Since the mid-term elections of 2014 Obama has found himself increasingly hemmed in by an obdurate Congress and an unwholesome collection of rancorous Governors. In order to make progress on any of the domestic issues close to President’s heart, he has been reduced to two options: either employing Executive Orders or using his national platform to directly address an issue and appeal to Americans through their TV screens. With Obama approaching the end of his tenure as President he has become increasingly bold with his executive orders, deploying them on matters as diverse (and controversial) as immigration, cyber-security, climate-change and equal pay. However, it is only through the latter tactic that Obama has been gaining some traction and has been able to increasingly speak for those in American politics who do not have a voice. To listen to Obama orate now, it’s as if the last seven years never happened and that the charismatic and inspirational Obama, who showed such great promise, never left us. By speaking from the pulpit on a range of issues Obama seems to have re-discovered some of the old magic and re-connected with voters. Polls consistently show Obama with a solid job-approval rating of 47%, a figure which while not spectacular is leagues ahead of the dismal approval ratings of Congress and is a considerable improvement from the 40% approval polled in September, before Obama’s reinvigoration via Executive Actions and his new ‘speaker-in-chief’ role.

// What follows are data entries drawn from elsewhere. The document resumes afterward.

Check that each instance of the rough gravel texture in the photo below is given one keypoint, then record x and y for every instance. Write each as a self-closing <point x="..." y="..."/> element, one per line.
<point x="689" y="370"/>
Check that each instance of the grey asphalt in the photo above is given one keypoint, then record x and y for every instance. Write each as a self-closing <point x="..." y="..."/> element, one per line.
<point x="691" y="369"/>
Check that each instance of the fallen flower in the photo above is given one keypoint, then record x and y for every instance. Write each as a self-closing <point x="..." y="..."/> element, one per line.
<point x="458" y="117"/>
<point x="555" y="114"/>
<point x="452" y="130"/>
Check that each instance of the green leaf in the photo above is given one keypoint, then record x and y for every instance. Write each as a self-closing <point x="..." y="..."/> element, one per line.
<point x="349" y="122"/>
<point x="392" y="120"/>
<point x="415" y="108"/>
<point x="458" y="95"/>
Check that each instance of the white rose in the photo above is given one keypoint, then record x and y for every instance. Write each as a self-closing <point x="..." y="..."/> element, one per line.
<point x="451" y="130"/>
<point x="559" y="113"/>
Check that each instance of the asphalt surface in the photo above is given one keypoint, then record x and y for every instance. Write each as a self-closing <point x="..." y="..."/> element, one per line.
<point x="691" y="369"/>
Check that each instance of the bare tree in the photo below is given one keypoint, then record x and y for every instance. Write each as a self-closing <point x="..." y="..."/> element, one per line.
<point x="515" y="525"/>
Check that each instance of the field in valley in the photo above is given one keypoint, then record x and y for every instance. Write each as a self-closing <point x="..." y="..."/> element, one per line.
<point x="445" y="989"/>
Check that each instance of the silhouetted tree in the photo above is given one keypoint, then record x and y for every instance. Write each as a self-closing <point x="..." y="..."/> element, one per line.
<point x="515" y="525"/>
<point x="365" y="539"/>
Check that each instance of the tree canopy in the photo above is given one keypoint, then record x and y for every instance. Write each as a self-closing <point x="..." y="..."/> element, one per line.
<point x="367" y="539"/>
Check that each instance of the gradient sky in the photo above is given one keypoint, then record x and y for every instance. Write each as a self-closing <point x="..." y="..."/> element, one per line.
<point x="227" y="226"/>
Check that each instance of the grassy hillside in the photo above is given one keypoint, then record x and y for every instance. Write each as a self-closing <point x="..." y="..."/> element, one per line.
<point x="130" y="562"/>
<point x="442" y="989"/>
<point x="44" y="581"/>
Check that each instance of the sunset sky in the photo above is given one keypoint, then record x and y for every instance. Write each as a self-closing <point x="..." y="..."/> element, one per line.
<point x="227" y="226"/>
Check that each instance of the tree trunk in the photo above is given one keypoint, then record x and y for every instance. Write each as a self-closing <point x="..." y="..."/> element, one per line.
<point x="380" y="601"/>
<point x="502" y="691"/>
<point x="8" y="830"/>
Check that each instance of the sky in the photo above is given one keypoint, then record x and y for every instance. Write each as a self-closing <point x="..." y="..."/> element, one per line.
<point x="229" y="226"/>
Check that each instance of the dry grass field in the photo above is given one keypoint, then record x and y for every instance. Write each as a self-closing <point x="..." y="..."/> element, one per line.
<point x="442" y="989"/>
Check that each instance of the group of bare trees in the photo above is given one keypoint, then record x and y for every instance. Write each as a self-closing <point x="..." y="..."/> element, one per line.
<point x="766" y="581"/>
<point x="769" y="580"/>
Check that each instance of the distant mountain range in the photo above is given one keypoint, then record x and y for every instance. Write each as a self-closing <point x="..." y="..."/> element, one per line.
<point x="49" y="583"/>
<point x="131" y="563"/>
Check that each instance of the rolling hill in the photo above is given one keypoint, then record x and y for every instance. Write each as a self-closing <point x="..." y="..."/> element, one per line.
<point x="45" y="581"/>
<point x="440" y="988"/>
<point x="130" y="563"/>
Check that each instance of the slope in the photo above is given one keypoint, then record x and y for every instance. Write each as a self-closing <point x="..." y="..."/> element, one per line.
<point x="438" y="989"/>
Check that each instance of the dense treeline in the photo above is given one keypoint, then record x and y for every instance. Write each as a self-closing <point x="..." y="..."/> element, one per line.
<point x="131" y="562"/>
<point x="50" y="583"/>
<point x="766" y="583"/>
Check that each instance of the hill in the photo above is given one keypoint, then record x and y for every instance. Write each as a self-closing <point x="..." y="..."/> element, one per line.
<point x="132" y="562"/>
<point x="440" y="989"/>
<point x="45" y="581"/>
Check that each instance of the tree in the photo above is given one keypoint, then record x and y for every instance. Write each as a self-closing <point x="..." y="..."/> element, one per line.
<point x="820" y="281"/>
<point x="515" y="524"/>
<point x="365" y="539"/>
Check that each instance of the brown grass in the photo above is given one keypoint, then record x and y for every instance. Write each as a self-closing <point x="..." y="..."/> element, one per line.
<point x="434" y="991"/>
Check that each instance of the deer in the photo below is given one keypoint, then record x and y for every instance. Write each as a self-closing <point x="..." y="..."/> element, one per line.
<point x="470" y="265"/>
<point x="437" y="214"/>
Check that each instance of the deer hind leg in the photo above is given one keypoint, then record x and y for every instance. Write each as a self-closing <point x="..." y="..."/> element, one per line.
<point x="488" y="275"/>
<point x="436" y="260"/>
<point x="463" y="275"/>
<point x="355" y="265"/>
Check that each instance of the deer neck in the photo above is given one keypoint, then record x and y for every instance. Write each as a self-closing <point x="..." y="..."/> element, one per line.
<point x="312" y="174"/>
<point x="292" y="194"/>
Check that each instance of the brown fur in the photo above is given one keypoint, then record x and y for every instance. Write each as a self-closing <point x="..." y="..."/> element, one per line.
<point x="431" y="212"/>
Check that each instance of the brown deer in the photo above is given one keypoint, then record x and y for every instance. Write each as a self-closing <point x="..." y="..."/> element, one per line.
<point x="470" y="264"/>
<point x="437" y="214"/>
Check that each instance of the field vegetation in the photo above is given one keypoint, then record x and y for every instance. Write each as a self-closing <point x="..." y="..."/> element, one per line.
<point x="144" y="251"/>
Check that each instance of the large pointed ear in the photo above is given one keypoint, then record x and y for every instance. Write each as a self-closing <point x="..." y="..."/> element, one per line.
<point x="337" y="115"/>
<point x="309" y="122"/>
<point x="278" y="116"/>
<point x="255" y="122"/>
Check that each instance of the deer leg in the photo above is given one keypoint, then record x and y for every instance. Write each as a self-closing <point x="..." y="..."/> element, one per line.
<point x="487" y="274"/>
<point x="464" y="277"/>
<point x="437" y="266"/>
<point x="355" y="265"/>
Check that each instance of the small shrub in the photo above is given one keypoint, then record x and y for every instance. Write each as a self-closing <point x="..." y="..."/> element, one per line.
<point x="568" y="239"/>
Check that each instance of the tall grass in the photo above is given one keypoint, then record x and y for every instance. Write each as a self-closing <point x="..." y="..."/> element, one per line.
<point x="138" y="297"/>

Obama’s response following the tragic shooting at Sandy Hook Elementary School, in which 20 children and six teachers were murdered, was emblematic of much of his Presidency; Obama spoke movingly about the incalculable loss of life, the devastation the gunman had wreaked and the urgent need to tackle gun-control before such incidents took any more lives. Sandy Hook appeared at first to be a real turning point in the debate around gun-control, partly due to Obama’s eloquent response, as many American’s seemed to warm-up to the notion of further firearm restrictions. For the first-time national polling companies had over 50% of American supporting restricting gun-access and tightening controls. When it came to converting this national mood into tangible legislative progress though, Obama found himself once again facing the dogged Republican obstructionism that has come to define not just his Presidency but the wider political landscape. Obama announced plans to reduce gun-magazine sizes, to ban automatic weapons (apparently you don’t need an Uzi to protect your family or to hunt- fair enough) and to introduce universal background checks for anyone buying a gun- as you know, they might be dangerously unstable and perhaps shouldn’t have access to a weapon that can kill dozens of people with little effort. The truth is though, Obama made a promise he couldn’t keep and America is no closer to solving its gun problem than it was before the Sandy Hook tragedy.

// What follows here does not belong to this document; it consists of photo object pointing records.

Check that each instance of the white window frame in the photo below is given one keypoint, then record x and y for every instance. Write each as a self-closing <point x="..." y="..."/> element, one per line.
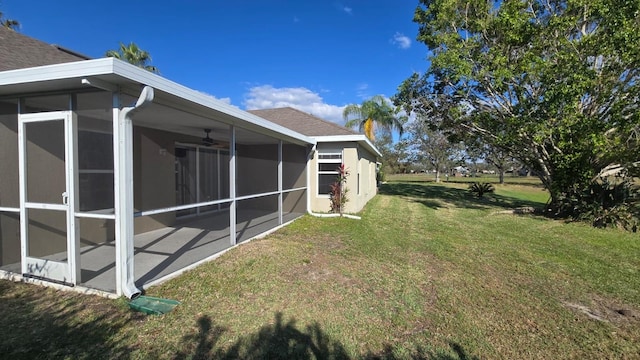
<point x="329" y="160"/>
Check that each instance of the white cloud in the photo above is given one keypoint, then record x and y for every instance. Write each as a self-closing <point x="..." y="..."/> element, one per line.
<point x="402" y="41"/>
<point x="362" y="91"/>
<point x="267" y="96"/>
<point x="226" y="100"/>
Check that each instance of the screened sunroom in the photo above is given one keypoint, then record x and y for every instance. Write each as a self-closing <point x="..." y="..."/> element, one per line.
<point x="114" y="178"/>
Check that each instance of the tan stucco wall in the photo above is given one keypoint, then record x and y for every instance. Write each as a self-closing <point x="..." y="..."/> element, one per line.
<point x="352" y="156"/>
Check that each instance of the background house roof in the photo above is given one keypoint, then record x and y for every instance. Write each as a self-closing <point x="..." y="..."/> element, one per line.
<point x="19" y="51"/>
<point x="302" y="122"/>
<point x="313" y="126"/>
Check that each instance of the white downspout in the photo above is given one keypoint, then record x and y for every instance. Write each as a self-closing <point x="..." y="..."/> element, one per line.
<point x="125" y="209"/>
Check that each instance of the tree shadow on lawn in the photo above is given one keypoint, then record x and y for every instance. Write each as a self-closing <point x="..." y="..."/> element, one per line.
<point x="41" y="323"/>
<point x="433" y="195"/>
<point x="283" y="340"/>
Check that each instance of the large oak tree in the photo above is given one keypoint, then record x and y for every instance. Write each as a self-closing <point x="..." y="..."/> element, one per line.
<point x="555" y="83"/>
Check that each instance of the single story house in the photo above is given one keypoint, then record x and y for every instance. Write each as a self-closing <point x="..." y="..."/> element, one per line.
<point x="114" y="178"/>
<point x="335" y="145"/>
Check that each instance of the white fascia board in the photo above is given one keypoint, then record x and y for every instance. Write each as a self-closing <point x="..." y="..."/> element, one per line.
<point x="131" y="73"/>
<point x="361" y="139"/>
<point x="157" y="82"/>
<point x="56" y="72"/>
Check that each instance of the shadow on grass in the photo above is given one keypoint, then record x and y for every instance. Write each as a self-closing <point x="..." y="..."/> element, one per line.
<point x="432" y="196"/>
<point x="38" y="323"/>
<point x="283" y="340"/>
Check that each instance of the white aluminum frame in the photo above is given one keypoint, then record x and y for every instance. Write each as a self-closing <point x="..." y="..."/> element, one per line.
<point x="65" y="272"/>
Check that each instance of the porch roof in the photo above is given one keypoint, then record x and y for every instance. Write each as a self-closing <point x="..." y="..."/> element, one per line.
<point x="196" y="108"/>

Nearly two years later, and it appears as though Obama has learnt from his mistake; the President still seeks to speak his mind on a variety of topics, particularly when there is an opportunity to sway public opinion, but now he skirts the issue of legislation and instead speaks directly to Americans. This was evident in the manner in which Obama handled the Baltimore riots. The President called Baltimore part of a, “slow-rolling crisis,’’ he then called for communities, police departments and the country to do some, “soul-searching,” in the wake of the riots. In the address the President gave America some hard-truths; he talked of how the country had left behind too many “impoverished” communities, whose residents, with no realistic opportunities, had sunken to crime. No longer could the country expect to send into the police to do the dirty work and contain the problems in these communities, said the President, if they did well, “then we’re going to go through the same cycles of periodic violence, and the occasional riots in the streets, and everybody will feign concern until it goes away, and then we go about our business as usual.”


It was a revitalising experience to hear Obama speak to his country so candidly about the issues or race and inequality that still dog America. In reality though, the Baltimore riots are chiefly a concern for the Governor of Maryland, the same as the Ferguson riots were the responsibility of the Missouri Governor. As Obama dejectedly acknowledged in his inspired analysis of the Baltimore riot, these outbursts of rage from abused and deprived black communities across America will continue to reoccur until Congress makes massive investments in urban renewal programmes- not something that is going to be happening in a Republican controlled Congress anytime soon. Obama then, sadly, as President finds himself unable to change the country he was elected to lead.


Obama may take some consolation though in on certain part of his legacy: the imagery of his Presidency. The importance of America electing a black President, particularly considering the ad hominem nature of their elections, cannot be overestimated. Children all across America will have grown-up with a black President, this will have been a norm for them, and this looking at America’s recent history this is a radical change. The lasting imagery of his Presidency, and his words on race-relations, will change the way the next generation of Americans view racial issues and engage with incidents like Baltimore. For the immediate future though, we are left with a transformative politician who was unable to transform much of anything, and a city, a nation divided by race and opportunity.